Jetzt erwäge ich, eine etwas schwül-explosive Geschichte im neuen Roman einzubauen.
Erik Schreiber:
Kann Literatur die Welt verändern?
Karl-Heinz Witzko:
Es ist sicher oft schwer zu sagen, ob Literatur verändert oder nur zum Sprachrohr der Veränderung wird. Es gibt jedoch Beispiele, wo Literatur nicht gleich die Welt, aber zumindest Teile von ihr veränderte. Upton Sinclair veröffentlichte 1906 seinen Roman Der Dschungel, in dem es um das Schicksal osteuropäischer Einwanderer in die USA geht und ihre rücksichtslose Ausbeutung.
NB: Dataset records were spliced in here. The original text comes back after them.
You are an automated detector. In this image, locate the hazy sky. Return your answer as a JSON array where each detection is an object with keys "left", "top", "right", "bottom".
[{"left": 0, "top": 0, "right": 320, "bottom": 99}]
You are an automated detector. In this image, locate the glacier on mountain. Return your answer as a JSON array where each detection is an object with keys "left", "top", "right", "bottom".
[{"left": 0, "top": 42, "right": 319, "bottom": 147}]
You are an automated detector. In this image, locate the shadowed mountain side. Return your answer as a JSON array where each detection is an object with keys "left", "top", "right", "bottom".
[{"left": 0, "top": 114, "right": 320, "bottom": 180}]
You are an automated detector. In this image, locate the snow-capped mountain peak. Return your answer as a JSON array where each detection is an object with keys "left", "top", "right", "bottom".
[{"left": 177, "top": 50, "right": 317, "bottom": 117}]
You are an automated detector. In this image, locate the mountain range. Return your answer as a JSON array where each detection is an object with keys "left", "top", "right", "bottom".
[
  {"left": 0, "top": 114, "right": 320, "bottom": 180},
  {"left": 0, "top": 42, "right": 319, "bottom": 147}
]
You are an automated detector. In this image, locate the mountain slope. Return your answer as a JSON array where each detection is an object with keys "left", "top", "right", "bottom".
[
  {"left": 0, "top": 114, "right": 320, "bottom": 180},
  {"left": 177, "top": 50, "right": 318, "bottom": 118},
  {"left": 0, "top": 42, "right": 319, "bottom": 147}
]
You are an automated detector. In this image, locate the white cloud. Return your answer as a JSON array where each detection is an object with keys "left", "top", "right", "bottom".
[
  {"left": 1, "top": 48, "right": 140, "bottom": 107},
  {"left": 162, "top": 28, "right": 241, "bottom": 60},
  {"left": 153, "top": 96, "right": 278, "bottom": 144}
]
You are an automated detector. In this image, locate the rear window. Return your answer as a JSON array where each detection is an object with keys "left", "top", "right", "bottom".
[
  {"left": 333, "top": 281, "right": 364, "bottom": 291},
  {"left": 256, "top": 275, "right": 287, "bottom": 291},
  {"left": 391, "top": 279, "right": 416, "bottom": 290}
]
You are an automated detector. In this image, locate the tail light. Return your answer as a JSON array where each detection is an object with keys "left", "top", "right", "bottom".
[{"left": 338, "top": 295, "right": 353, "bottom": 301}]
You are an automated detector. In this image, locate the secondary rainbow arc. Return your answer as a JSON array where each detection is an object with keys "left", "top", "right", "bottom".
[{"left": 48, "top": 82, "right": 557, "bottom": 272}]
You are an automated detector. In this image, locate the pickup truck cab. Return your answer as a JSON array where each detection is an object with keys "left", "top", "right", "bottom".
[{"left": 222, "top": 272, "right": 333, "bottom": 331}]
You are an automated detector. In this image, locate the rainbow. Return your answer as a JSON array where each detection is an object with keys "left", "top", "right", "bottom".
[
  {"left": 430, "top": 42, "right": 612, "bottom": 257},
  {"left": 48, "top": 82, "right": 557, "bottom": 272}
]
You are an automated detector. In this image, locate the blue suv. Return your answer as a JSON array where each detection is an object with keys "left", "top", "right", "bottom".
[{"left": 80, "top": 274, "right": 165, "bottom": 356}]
Teile des Romans schildern die unsäglichen Zustände in den Schlachthöfen Chicagos - nicht alles, was sich Corned nannte, enthielt auch Beef. Dieser Roman führte zur Änderung von Lebensmittelgesetzen und Hygienevorschriften. Aber darum war es Sinclair gar nicht gegangen. Deswegen kommentierte er seinen Erfolg mit den resignierenden Worten: „Ich zielte auf ihre Herzen, aber ich traf ihre Mägen.“ Wenn Literatur die Welt verändert, dann also nicht immer zwangsläufig so, wie es sich der Autor vorstellte.
Erik Schreiber:
Welche Bedeutung hat Literatur für Dich?
Karl-Heinz Witzko:
Sie hat mich zuerst unterhalten, später auf neue Gedanken gebracht und mich schließlich gelehrt, schöne Sätze zu würdigen.
Erik Schreiber:
Lieber Karl-Heinz, vielen Dank für die ausführlichen Antworten auf die neugierigen Fragen eines Herausgebers. Ich wünsche Dir noch alles Gute und viel Erfolg mit den nachfolgenden Projekten.